Wright never uses the pronoun "I" (as he would have to if he had written the "uncovering the story" story I wish he'd written), which really jumps out as awkward in some of the more compelling "story of the story" moments. The worst is when he says "X was tracked down at his home in [wherever]... when asked about his late father, he paused, and said 'My father spent the last twenty years of his life in a mental institution.'" I mean, wow! What a great moment for the story-of-the-story! It's just so bizarre as presented in the passive voice as if Wright himself didn't conduct this interview. Wright's reluctance to use the first person, to explain what this story means to him personally or what he thinks about it, is belied by his perennial comparisons of characters and incidents to things that happened in the life and work of Somerset Maugham and other fairly irrelevant bits of cultural canon he happens to enjoy; and his insistence on expressing plain righteous anger at some of the characters in the narrative. Wright gets into the story, despite his half-hearted adherence to the "invisible author" conventions of scientific writing, so it would work better if he would just go with it and make himself a character.

* Formal or informal?
Wright does that thing where he is usually formal (even stilted--he slips into antiquated speech from time to time, which is understandable considering he is a historian), but occasionally he slips in a snide aside.
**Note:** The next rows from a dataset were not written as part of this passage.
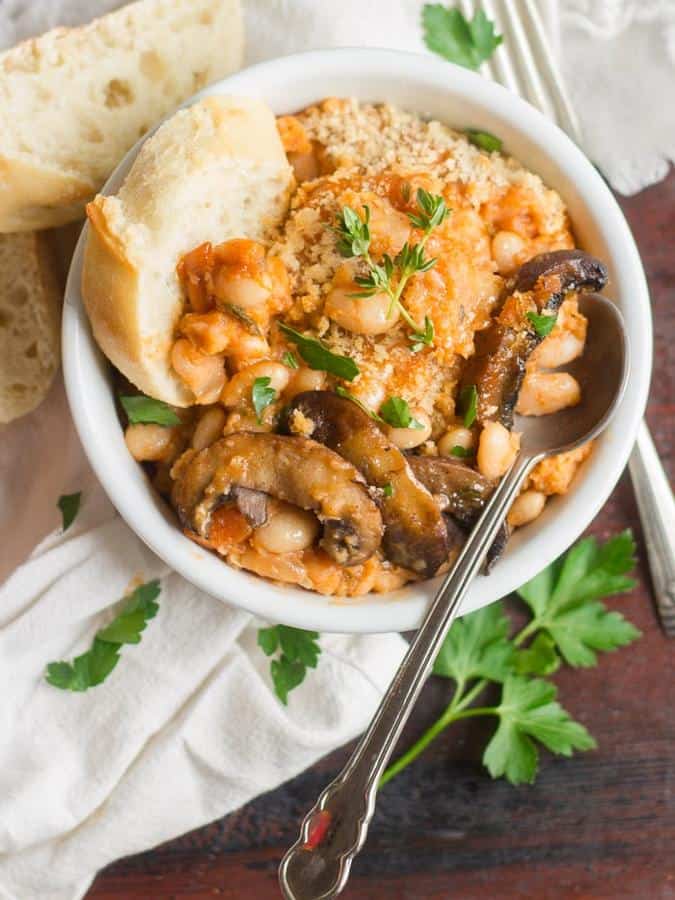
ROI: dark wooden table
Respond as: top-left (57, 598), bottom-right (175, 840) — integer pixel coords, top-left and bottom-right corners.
top-left (88, 172), bottom-right (675, 900)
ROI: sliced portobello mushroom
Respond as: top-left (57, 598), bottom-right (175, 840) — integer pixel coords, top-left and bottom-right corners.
top-left (408, 455), bottom-right (510, 572)
top-left (230, 484), bottom-right (269, 528)
top-left (172, 432), bottom-right (383, 566)
top-left (408, 455), bottom-right (495, 528)
top-left (288, 391), bottom-right (449, 578)
top-left (461, 250), bottom-right (607, 428)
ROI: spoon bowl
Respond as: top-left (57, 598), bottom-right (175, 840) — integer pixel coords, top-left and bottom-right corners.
top-left (279, 294), bottom-right (629, 900)
top-left (514, 294), bottom-right (630, 457)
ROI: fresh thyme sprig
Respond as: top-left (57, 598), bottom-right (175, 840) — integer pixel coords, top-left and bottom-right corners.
top-left (333, 188), bottom-right (450, 353)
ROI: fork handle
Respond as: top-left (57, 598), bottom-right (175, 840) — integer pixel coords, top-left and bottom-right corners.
top-left (628, 420), bottom-right (675, 637)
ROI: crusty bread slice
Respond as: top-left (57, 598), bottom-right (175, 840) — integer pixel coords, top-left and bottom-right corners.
top-left (0, 232), bottom-right (62, 423)
top-left (82, 96), bottom-right (293, 406)
top-left (0, 0), bottom-right (243, 232)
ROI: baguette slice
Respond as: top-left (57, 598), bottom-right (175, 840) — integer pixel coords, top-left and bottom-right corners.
top-left (0, 232), bottom-right (62, 423)
top-left (82, 96), bottom-right (293, 406)
top-left (0, 0), bottom-right (243, 232)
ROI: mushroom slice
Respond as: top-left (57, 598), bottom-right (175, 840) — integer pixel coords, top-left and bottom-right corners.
top-left (462, 250), bottom-right (607, 429)
top-left (288, 391), bottom-right (449, 578)
top-left (408, 456), bottom-right (510, 572)
top-left (408, 456), bottom-right (495, 528)
top-left (230, 485), bottom-right (269, 528)
top-left (172, 432), bottom-right (382, 566)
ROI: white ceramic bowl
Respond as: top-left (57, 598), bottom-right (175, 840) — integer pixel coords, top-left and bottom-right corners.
top-left (63, 49), bottom-right (652, 632)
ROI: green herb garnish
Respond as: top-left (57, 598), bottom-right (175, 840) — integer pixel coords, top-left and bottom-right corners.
top-left (120, 394), bottom-right (180, 425)
top-left (464, 128), bottom-right (502, 153)
top-left (281, 350), bottom-right (300, 369)
top-left (333, 188), bottom-right (449, 352)
top-left (335, 384), bottom-right (384, 422)
top-left (527, 312), bottom-right (558, 338)
top-left (380, 397), bottom-right (424, 431)
top-left (382, 531), bottom-right (640, 784)
top-left (279, 322), bottom-right (360, 381)
top-left (459, 384), bottom-right (478, 428)
top-left (408, 316), bottom-right (434, 353)
top-left (45, 581), bottom-right (160, 691)
top-left (258, 625), bottom-right (321, 706)
top-left (251, 375), bottom-right (277, 425)
top-left (56, 491), bottom-right (82, 531)
top-left (422, 3), bottom-right (503, 69)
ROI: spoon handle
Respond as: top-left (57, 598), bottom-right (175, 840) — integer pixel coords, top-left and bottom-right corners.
top-left (279, 454), bottom-right (539, 900)
top-left (628, 420), bottom-right (675, 637)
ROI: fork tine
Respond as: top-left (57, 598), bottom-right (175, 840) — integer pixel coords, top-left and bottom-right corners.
top-left (521, 0), bottom-right (582, 144)
top-left (481, 0), bottom-right (525, 96)
top-left (459, 0), bottom-right (499, 81)
top-left (502, 0), bottom-right (557, 121)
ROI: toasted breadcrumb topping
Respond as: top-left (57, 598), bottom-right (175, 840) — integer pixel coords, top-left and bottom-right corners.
top-left (271, 98), bottom-right (573, 436)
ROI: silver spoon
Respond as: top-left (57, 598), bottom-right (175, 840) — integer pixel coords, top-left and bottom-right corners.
top-left (279, 294), bottom-right (629, 900)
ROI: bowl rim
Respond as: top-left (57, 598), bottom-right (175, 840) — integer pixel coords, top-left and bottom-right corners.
top-left (62, 48), bottom-right (652, 633)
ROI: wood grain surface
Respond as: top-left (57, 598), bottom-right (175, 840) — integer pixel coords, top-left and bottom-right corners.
top-left (87, 172), bottom-right (675, 900)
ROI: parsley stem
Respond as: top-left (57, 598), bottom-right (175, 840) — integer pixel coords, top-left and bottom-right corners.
top-left (379, 703), bottom-right (497, 787)
top-left (380, 619), bottom-right (540, 787)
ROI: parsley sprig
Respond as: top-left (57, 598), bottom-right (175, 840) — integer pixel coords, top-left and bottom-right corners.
top-left (422, 3), bottom-right (503, 69)
top-left (333, 188), bottom-right (450, 352)
top-left (258, 625), bottom-right (321, 706)
top-left (120, 394), bottom-right (180, 425)
top-left (45, 581), bottom-right (161, 691)
top-left (527, 312), bottom-right (558, 338)
top-left (251, 375), bottom-right (277, 425)
top-left (382, 531), bottom-right (640, 784)
top-left (258, 532), bottom-right (640, 784)
top-left (56, 491), bottom-right (82, 531)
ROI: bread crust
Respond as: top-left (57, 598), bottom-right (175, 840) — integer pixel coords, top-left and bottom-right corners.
top-left (82, 96), bottom-right (293, 406)
top-left (0, 232), bottom-right (63, 424)
top-left (0, 0), bottom-right (243, 233)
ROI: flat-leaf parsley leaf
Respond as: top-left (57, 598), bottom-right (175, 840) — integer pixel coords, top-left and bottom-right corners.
top-left (45, 581), bottom-right (160, 691)
top-left (279, 322), bottom-right (359, 381)
top-left (380, 397), bottom-right (424, 431)
top-left (251, 375), bottom-right (277, 425)
top-left (258, 625), bottom-right (321, 706)
top-left (422, 3), bottom-right (503, 69)
top-left (483, 675), bottom-right (597, 784)
top-left (56, 491), bottom-right (82, 531)
top-left (381, 532), bottom-right (639, 784)
top-left (120, 394), bottom-right (180, 425)
top-left (527, 312), bottom-right (558, 338)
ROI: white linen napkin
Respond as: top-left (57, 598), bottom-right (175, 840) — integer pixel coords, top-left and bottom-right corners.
top-left (0, 383), bottom-right (405, 900)
top-left (0, 0), bottom-right (675, 900)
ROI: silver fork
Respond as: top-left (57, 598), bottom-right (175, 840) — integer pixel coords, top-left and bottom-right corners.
top-left (458, 0), bottom-right (675, 637)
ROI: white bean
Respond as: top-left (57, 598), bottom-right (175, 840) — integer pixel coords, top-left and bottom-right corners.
top-left (476, 422), bottom-right (520, 479)
top-left (386, 409), bottom-right (431, 450)
top-left (220, 360), bottom-right (291, 406)
top-left (324, 282), bottom-right (399, 334)
top-left (516, 372), bottom-right (581, 416)
top-left (192, 406), bottom-right (226, 450)
top-left (252, 502), bottom-right (319, 553)
top-left (507, 491), bottom-right (546, 528)
top-left (492, 231), bottom-right (525, 275)
top-left (288, 152), bottom-right (321, 183)
top-left (531, 329), bottom-right (584, 369)
top-left (437, 425), bottom-right (474, 456)
top-left (124, 423), bottom-right (178, 462)
top-left (171, 338), bottom-right (226, 405)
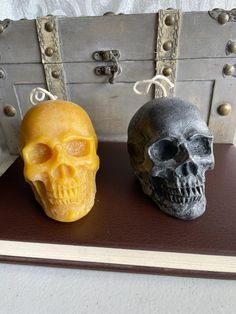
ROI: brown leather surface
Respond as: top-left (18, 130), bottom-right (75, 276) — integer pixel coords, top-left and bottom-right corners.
top-left (0, 143), bottom-right (236, 268)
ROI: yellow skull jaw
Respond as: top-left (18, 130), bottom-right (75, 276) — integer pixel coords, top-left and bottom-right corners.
top-left (26, 172), bottom-right (96, 222)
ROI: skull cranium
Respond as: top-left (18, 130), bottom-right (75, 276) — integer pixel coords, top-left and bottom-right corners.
top-left (128, 98), bottom-right (214, 220)
top-left (20, 100), bottom-right (99, 222)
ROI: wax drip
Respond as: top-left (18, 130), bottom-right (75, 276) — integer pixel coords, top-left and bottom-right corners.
top-left (30, 87), bottom-right (57, 106)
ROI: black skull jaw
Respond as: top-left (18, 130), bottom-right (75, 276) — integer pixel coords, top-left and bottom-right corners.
top-left (151, 193), bottom-right (206, 220)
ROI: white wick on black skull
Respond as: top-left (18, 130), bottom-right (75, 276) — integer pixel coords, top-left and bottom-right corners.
top-left (128, 78), bottom-right (214, 220)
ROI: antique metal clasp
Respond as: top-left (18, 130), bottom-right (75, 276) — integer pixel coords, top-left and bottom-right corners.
top-left (93, 50), bottom-right (121, 84)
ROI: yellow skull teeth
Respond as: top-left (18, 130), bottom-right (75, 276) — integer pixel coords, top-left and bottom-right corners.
top-left (47, 185), bottom-right (79, 205)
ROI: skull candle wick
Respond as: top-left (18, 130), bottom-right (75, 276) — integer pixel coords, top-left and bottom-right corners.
top-left (20, 87), bottom-right (99, 222)
top-left (128, 76), bottom-right (214, 220)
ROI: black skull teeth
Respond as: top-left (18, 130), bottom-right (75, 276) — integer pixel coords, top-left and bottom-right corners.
top-left (161, 185), bottom-right (204, 204)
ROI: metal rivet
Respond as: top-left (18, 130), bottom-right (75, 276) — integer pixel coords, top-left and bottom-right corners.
top-left (223, 64), bottom-right (235, 76)
top-left (0, 24), bottom-right (5, 33)
top-left (0, 68), bottom-right (6, 79)
top-left (162, 67), bottom-right (172, 76)
top-left (44, 22), bottom-right (53, 32)
top-left (163, 40), bottom-right (173, 51)
top-left (52, 70), bottom-right (60, 78)
top-left (165, 15), bottom-right (175, 26)
top-left (45, 47), bottom-right (54, 57)
top-left (227, 41), bottom-right (236, 53)
top-left (103, 11), bottom-right (116, 16)
top-left (217, 103), bottom-right (231, 116)
top-left (3, 105), bottom-right (16, 117)
top-left (218, 12), bottom-right (229, 25)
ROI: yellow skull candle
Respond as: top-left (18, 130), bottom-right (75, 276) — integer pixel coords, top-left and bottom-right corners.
top-left (20, 94), bottom-right (99, 222)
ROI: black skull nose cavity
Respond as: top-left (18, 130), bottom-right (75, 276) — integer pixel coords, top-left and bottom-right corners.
top-left (175, 161), bottom-right (198, 177)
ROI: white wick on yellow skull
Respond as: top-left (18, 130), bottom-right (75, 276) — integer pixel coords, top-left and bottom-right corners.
top-left (20, 88), bottom-right (99, 222)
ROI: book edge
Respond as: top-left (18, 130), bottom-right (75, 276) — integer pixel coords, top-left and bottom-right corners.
top-left (0, 240), bottom-right (236, 274)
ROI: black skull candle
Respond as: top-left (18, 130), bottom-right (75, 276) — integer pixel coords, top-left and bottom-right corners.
top-left (128, 79), bottom-right (214, 220)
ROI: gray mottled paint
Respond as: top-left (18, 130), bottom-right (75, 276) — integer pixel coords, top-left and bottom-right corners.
top-left (128, 97), bottom-right (214, 220)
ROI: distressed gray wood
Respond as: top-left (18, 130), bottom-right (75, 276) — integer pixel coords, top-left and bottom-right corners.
top-left (0, 20), bottom-right (41, 63)
top-left (58, 14), bottom-right (157, 62)
top-left (179, 12), bottom-right (236, 59)
top-left (209, 79), bottom-right (236, 143)
top-left (69, 83), bottom-right (152, 141)
top-left (64, 60), bottom-right (155, 83)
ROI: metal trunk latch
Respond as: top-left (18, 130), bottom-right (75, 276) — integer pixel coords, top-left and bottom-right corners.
top-left (93, 50), bottom-right (121, 84)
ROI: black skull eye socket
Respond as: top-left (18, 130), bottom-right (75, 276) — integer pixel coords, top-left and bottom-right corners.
top-left (148, 139), bottom-right (178, 161)
top-left (189, 135), bottom-right (212, 157)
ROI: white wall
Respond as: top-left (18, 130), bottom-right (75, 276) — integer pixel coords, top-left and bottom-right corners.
top-left (0, 0), bottom-right (236, 20)
top-left (0, 0), bottom-right (236, 314)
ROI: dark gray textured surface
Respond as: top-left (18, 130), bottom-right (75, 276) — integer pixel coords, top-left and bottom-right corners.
top-left (128, 98), bottom-right (214, 220)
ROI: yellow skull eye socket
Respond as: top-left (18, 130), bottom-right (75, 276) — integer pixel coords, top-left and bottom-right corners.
top-left (27, 143), bottom-right (52, 164)
top-left (66, 139), bottom-right (90, 157)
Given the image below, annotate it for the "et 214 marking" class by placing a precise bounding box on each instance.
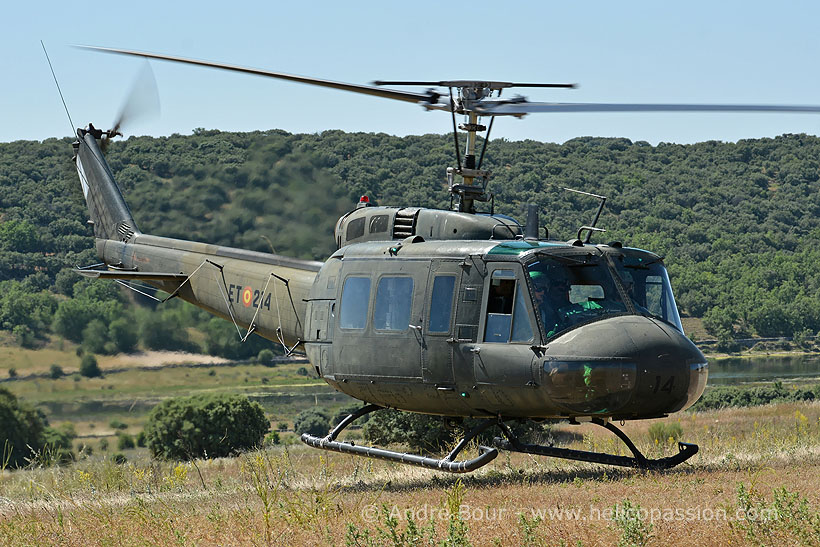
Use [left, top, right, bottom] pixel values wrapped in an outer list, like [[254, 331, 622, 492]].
[[228, 284, 271, 311]]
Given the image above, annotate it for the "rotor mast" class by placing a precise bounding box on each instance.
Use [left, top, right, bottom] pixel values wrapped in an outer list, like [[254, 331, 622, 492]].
[[447, 84, 492, 213]]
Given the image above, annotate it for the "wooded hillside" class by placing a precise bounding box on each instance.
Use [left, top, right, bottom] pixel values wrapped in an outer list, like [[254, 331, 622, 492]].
[[0, 129, 820, 352]]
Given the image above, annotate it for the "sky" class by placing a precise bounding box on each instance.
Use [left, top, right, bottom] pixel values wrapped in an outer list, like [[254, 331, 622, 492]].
[[0, 0, 820, 144]]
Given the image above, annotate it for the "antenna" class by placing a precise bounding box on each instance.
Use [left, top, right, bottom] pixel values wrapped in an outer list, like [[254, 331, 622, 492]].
[[40, 40, 76, 135], [564, 188, 606, 243]]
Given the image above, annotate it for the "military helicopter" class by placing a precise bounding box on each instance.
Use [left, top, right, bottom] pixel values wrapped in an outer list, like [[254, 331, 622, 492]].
[[69, 46, 820, 473]]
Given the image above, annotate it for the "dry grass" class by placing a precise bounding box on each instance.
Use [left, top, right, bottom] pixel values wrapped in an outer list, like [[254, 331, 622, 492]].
[[0, 403, 820, 545]]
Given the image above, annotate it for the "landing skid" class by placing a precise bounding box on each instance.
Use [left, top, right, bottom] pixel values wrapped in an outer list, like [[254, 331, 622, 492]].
[[493, 419, 698, 469], [302, 405, 498, 473], [302, 405, 698, 473]]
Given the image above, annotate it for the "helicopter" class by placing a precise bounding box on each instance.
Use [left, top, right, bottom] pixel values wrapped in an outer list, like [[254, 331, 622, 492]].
[[67, 46, 820, 473]]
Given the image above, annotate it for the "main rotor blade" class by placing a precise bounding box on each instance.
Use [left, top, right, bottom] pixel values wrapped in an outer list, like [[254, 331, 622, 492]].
[[473, 100, 820, 116], [111, 59, 160, 134], [373, 80, 578, 90], [76, 46, 439, 104]]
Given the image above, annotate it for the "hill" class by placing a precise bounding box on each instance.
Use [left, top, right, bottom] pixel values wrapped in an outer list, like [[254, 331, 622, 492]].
[[0, 129, 820, 348]]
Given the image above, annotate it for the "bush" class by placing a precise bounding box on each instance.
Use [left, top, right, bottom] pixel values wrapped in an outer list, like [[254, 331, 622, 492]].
[[649, 422, 683, 444], [108, 418, 128, 429], [256, 348, 274, 367], [145, 394, 270, 460], [38, 422, 77, 465], [363, 409, 550, 453], [108, 317, 139, 353], [293, 408, 330, 437], [80, 354, 102, 378], [117, 433, 136, 450], [0, 388, 48, 468], [330, 403, 372, 427]]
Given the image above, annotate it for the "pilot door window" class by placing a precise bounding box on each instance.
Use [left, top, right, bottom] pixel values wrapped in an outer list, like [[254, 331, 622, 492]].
[[484, 270, 533, 343], [373, 277, 413, 331], [339, 277, 370, 329], [427, 275, 456, 334]]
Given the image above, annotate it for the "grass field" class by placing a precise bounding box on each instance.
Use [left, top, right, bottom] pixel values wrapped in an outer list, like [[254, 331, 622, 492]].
[[0, 343, 820, 545], [0, 403, 820, 545]]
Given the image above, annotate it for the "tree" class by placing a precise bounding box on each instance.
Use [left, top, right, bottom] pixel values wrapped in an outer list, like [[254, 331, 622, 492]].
[[145, 394, 270, 460], [108, 317, 139, 353], [0, 388, 48, 467]]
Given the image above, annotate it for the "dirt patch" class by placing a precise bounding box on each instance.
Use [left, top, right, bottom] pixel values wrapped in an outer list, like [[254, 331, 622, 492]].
[[99, 351, 230, 370]]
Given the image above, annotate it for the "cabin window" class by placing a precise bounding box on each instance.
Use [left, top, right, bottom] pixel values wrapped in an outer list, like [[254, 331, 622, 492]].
[[427, 275, 456, 332], [373, 277, 413, 330], [370, 215, 388, 234], [484, 270, 533, 342], [347, 217, 364, 241], [339, 277, 370, 329]]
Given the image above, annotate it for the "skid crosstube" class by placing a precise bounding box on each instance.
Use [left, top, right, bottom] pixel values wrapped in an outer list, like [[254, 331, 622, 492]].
[[301, 405, 698, 473], [493, 418, 698, 469], [302, 405, 498, 473]]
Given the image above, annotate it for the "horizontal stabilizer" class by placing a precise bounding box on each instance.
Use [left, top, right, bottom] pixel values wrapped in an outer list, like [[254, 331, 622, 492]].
[[77, 269, 188, 281]]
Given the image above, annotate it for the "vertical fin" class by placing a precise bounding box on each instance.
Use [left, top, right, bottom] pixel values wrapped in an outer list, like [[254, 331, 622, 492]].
[[74, 128, 139, 242]]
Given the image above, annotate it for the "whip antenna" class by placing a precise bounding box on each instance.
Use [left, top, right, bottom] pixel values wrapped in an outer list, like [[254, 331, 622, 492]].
[[40, 40, 76, 135]]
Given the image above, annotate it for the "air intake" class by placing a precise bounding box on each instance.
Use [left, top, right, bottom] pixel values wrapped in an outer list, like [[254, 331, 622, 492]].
[[393, 207, 419, 239]]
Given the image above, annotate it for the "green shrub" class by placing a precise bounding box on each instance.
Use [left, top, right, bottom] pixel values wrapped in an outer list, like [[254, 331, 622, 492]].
[[145, 394, 270, 460], [0, 388, 48, 468], [363, 409, 550, 453], [649, 422, 683, 444], [293, 407, 330, 437], [108, 418, 128, 429], [117, 433, 136, 450], [80, 354, 102, 378], [256, 348, 274, 367]]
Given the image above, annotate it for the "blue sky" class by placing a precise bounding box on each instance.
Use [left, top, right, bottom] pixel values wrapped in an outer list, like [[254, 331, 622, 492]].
[[6, 0, 820, 144]]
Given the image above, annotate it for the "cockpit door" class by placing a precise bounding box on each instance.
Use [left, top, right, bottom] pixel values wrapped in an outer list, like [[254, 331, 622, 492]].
[[420, 260, 462, 389], [474, 262, 540, 387]]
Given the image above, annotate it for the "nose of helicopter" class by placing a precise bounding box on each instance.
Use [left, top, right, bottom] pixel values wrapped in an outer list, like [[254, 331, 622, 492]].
[[543, 316, 708, 418]]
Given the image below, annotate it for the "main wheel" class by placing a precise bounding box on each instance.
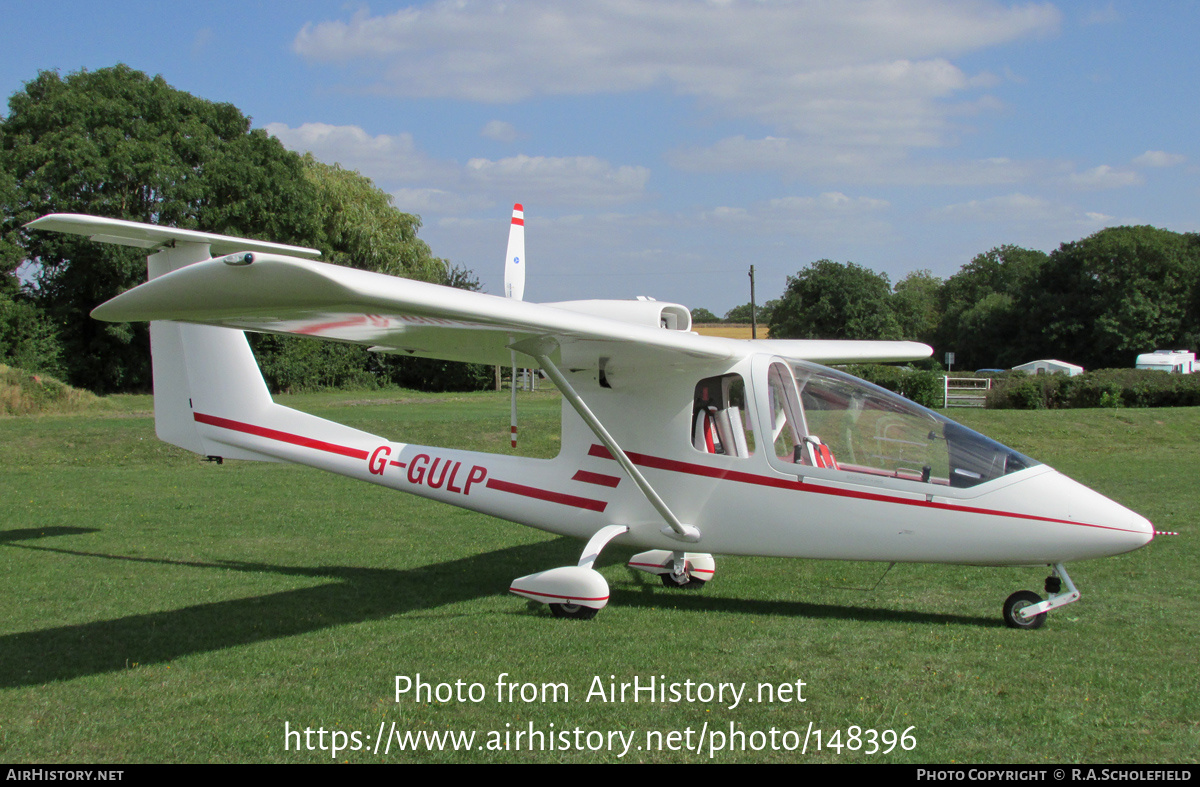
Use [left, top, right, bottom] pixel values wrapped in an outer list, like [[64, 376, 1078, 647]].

This is great when done well and embarrassing when done poorly.

* Question or analyze?
One of the most annoying things about this book is that it's full of questions and no answers. Wright will point out the questions that a particular document or piece of information raises, give some points on both sides, point out some weirdnesses, speculate about motives, all in the form of questions. He's hesitant to actually suggest any conclusions.

Also would have liked to see more descriptions of lavish furnishings.